Cottage to table
Local food producers make it their business to prevent foodborne illness
Under an exemption in Minnesota's cottage food law, Karen Peterson of Blooming Prairie is able to make and sell baked goods out of her home, including her top-selling cupcakes: salted caramel and white chocolate raspberry.
The 2015 law allows Minnesotans to make and sell certain types of food from their home kitchens (or "cottage") without a license as long as they register annually and complete food safety training. They produce confections, canned jams and jellies, salsa and sauces, and more.
"It's beneficial to me to be able to stay home and make some side income for my family," says Peterson, who calls her business Confections by Karen. Producers like Peterson can earn up to $18,000 annually from cottage food sales.
"University of Minnesota Extension became involved when legislators were first looking at the law to see how food safety education could be included," says Suzanne Driessen, Extension food safety educator. "Our goal is to help ensure a safe product and prevent foodborne illness."
Once the law was passed, Extension got to work developing training by talking with cottage food producers about their educational needs. The resulting workshops focus on processes like drying, baking, canning and fermenting.
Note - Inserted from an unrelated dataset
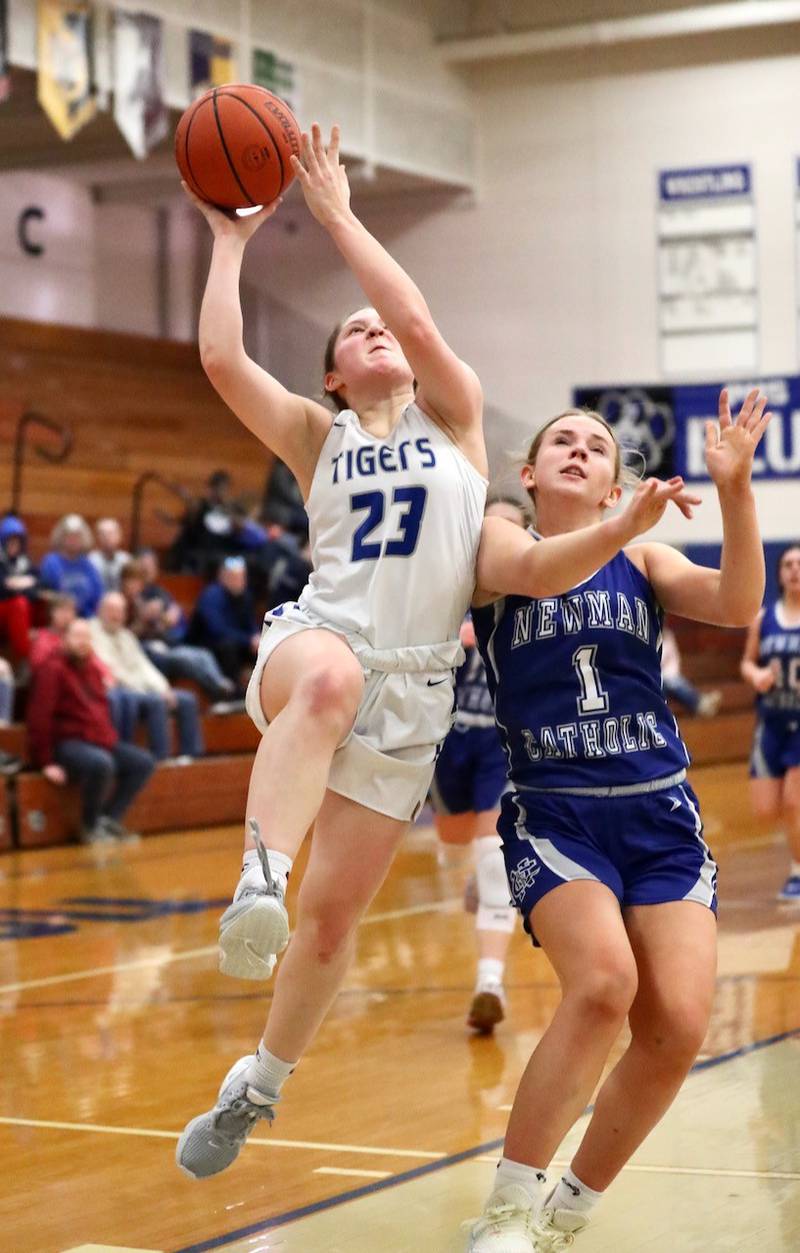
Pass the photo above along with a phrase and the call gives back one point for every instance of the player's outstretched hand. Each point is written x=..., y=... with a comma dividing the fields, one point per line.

Students bring in their own products to test pH and moisture content—key hazard markers. Stations set up around the classroom allow learners to choose hands-on, interactive lessons about what’s most relevant to their type of food product.
"Feedback from the course indicates participants plan to make changes based on what they learned," says Driessen. "For example, they will include sub-ingredients [elements of ingredients] and allergens on their labels."
The Cottage Foods Course, which will also be offered online starting in 2018, covers more than just the preparation, but also how to package, label, store and transport a safe food product.